Part of the sun's energy that reaches earth is composed of rays of invisible ultraviolet (UV) light. When ultraviolet light rays (UVA and UVB) enter the skin, they inflict both visible and invisible damage to the skin cells.
Sunburn is a visible type of damage, which appears just a few hours after sun exposure. In many people, this type of damage also causes tanning. Freckles, which occur in people with fair skin, are usually due to sun exposure. Freckles are nearly always a sign that sun damage has occurred, and therefore show the need for sun protection.
Of the invisible damage to skin cells, some is repaired but some adds up year after year. After 20 to 30 years or more, the built-up damage appears as wrinkles and age spots. Although window glass blocks UVB light, UVA rays are able to pass through it.
Susceptible persons (light skinned, easily burned) playing or working outside in strong sunlight should be protected by clothing or sunscreen.

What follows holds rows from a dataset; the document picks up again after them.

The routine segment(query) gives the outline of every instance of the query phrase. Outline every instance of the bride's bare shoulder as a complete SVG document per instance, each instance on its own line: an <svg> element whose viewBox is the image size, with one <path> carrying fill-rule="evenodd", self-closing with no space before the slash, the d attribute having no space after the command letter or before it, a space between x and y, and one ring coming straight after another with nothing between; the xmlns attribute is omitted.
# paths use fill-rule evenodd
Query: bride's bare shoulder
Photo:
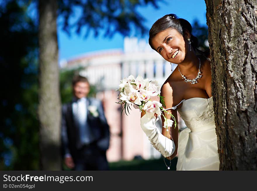
<svg viewBox="0 0 257 191"><path fill-rule="evenodd" d="M164 97L166 108L176 105L183 97L181 92L178 91L177 85L168 78L161 89L161 96Z"/></svg>

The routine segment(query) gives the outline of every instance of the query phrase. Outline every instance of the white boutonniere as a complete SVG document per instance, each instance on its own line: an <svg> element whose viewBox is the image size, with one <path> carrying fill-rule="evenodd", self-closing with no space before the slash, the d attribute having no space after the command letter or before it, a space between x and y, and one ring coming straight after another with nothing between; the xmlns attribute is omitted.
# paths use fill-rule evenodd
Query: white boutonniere
<svg viewBox="0 0 257 191"><path fill-rule="evenodd" d="M90 114L93 117L97 117L99 116L97 108L95 105L89 105L88 107L88 111Z"/></svg>

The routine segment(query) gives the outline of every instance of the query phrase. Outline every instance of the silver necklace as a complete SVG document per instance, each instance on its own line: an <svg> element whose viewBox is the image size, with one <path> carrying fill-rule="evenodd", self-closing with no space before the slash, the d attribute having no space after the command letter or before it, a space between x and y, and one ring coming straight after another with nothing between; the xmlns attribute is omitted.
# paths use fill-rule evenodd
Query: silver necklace
<svg viewBox="0 0 257 191"><path fill-rule="evenodd" d="M181 73L181 72L180 72L180 70L179 70L179 66L178 66L178 71L179 72L179 73L180 73L180 74L181 75L181 76L182 76L182 77L183 78L183 79L185 79L185 82L187 83L190 82L191 83L191 84L196 84L198 82L197 81L197 80L201 78L201 77L202 77L202 75L201 75L201 71L200 71L200 68L201 67L201 61L200 61L200 59L199 58L198 58L198 59L199 59L199 72L198 72L198 74L197 74L197 75L196 76L196 78L193 79L187 79L185 76Z"/></svg>

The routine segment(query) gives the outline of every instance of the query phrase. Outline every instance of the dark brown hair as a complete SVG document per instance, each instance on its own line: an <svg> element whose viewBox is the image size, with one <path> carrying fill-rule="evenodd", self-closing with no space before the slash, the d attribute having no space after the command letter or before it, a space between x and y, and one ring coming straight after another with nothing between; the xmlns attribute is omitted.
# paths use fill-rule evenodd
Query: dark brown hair
<svg viewBox="0 0 257 191"><path fill-rule="evenodd" d="M72 86L74 86L77 82L85 82L89 84L87 78L86 77L81 76L79 75L77 75L74 76L72 79Z"/></svg>
<svg viewBox="0 0 257 191"><path fill-rule="evenodd" d="M190 34L191 45L195 51L204 55L208 54L207 51L202 51L197 48L198 40L192 34L192 26L189 22L183 19L179 18L175 14L166 15L158 19L153 25L149 32L148 40L149 44L152 49L156 50L152 43L153 38L159 33L170 28L176 29L182 36L187 30ZM209 50L207 50L209 52Z"/></svg>

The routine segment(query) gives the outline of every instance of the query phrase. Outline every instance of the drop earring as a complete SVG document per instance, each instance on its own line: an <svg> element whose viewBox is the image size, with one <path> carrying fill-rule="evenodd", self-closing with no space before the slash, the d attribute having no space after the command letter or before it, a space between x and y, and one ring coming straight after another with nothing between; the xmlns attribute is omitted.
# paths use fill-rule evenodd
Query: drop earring
<svg viewBox="0 0 257 191"><path fill-rule="evenodd" d="M188 41L188 44L189 44L189 45L190 46L190 51L191 51L191 41L190 41L190 39L189 38L187 38L187 40Z"/></svg>

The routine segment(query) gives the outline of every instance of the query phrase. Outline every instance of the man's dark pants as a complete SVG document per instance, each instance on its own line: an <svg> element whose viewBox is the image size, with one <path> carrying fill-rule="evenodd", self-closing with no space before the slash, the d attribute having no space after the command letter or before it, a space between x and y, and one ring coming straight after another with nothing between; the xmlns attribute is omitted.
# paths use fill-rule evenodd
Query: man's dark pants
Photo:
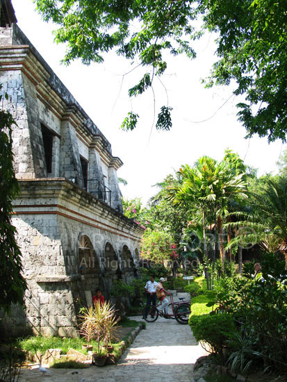
<svg viewBox="0 0 287 382"><path fill-rule="evenodd" d="M149 293L147 293L147 306L145 309L145 317L147 317L147 315L149 314L149 307L151 304L154 306L156 306L156 293L154 293L154 294L149 294Z"/></svg>

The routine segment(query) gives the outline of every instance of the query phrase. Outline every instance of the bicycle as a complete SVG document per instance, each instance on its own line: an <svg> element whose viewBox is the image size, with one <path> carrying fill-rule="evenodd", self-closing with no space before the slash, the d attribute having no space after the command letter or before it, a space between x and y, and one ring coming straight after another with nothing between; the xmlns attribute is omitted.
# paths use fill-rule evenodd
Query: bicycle
<svg viewBox="0 0 287 382"><path fill-rule="evenodd" d="M170 294L170 303L168 306L172 307L172 313L165 315L164 312L158 310L159 306L161 305L160 302L156 306L153 305L148 306L147 317L145 317L145 312L147 308L147 306L146 306L143 311L142 318L147 322L154 322L160 316L166 319L176 319L179 324L183 325L188 324L188 318L190 314L190 301L184 301L184 297L179 297L179 301L174 301L172 294Z"/></svg>

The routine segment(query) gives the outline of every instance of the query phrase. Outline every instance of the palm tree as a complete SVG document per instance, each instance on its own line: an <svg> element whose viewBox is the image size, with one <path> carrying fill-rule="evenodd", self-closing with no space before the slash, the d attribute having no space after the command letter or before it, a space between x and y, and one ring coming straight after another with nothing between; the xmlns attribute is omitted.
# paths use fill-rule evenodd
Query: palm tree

Sun exposure during youth is a risk factor for certain skin cancers, including melanoma. Chronic sun exposure is also associated with squamous cell carcinoma (SCC) and basal cell carcinoma (BCC). Severe burns, especially those that blister, increase the risk.
Drinking four or more cups of green tea each day may help stave off skin cancer. This substance could be similarly effective if incorporated into skin care creams, but the quantity and consistency of EGCG (active compound found in green tea) should be questioned.